Unlocking the Gates by Taylor Walsh Princeton University Press HK$240
Think of how much of your daily business is done via the internet. So can we get a university education - or at least part of one - online too?
Opening the Gates: How and Why Leading Universities are Opening Up Access to Their Courses tells of seven online courseware initiatives - their history, objectives, effectiveness, and so on - and discusses their values and implications.
The earliest initiatives were Fathom, a for-profit endeavour by a group of universities (including Columbia and the London School of Economics) as well as institutions such as the British Library and Cambridge University Press, and AllLearn, a not-for-profit initiative by Oxford, Stanford and Yale.
These two initiatives aimed to expand the institutions' realm of higher education to the internet - virgin territory at the time of their establishment - thereby setting themselves up as industry leaders. But these early conglomerate experiments failed - they lasted for three and four years respectively - and the moral was that individuals were unlikely to pay much for 'interest courses' online, despite their high quality.
All subsequent initiatives are still in operation, and all but one serve the differing needs of individual US schools. MIT's OpenCourseWare disseminates contents of all of its regular courses - in some cases, complete lecture notes and readings; in others, just course syllabi - online, free, as its primary purpose is to enhance MIT's reputation as a premier institution.

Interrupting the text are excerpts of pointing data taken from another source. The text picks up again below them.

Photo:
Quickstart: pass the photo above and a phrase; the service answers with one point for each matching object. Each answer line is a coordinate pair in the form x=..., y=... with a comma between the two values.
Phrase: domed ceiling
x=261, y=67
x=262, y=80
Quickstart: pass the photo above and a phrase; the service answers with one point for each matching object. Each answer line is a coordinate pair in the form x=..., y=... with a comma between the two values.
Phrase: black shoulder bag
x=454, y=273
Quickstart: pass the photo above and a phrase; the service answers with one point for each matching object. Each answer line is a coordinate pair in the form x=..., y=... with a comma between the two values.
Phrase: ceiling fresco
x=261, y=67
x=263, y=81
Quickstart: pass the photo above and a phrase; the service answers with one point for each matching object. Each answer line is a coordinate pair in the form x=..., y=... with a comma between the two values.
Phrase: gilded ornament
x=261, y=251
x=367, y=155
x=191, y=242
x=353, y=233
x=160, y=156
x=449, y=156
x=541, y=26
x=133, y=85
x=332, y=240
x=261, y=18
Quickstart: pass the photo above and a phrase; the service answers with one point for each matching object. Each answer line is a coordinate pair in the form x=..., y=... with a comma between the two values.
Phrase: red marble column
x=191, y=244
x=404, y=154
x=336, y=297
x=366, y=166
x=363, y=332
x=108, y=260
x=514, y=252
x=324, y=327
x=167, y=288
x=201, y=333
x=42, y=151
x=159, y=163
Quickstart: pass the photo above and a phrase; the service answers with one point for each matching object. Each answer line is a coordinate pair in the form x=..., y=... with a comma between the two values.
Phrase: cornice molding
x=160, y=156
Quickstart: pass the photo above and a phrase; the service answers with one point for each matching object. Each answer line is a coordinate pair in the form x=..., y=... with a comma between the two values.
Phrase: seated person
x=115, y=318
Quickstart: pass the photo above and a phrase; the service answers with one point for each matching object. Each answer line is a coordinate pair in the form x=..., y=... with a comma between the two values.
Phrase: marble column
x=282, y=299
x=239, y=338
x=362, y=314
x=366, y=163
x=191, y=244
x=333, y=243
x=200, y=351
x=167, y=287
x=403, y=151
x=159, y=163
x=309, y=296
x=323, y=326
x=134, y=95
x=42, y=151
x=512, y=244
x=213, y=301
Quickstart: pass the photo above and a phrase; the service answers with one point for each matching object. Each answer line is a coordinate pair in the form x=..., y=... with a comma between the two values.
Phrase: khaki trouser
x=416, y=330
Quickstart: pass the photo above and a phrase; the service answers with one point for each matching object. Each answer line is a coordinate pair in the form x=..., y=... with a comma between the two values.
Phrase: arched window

Carnegie Mellon's Open Learning Initiative is designed both as an educational and research tool; it explores how information technology can aid education based on cognitive science principles. Open Yale Courses takes a different route from MIT's model in that it offers only select courses - focusing on the humanities, Yale's traditional strength. But materials for these courses are not just taken from regular classroom courses; rather, they are tailor-made with an online audience in mind. Courses are designed such that users 'get as close as possible to having a full Yale College course'.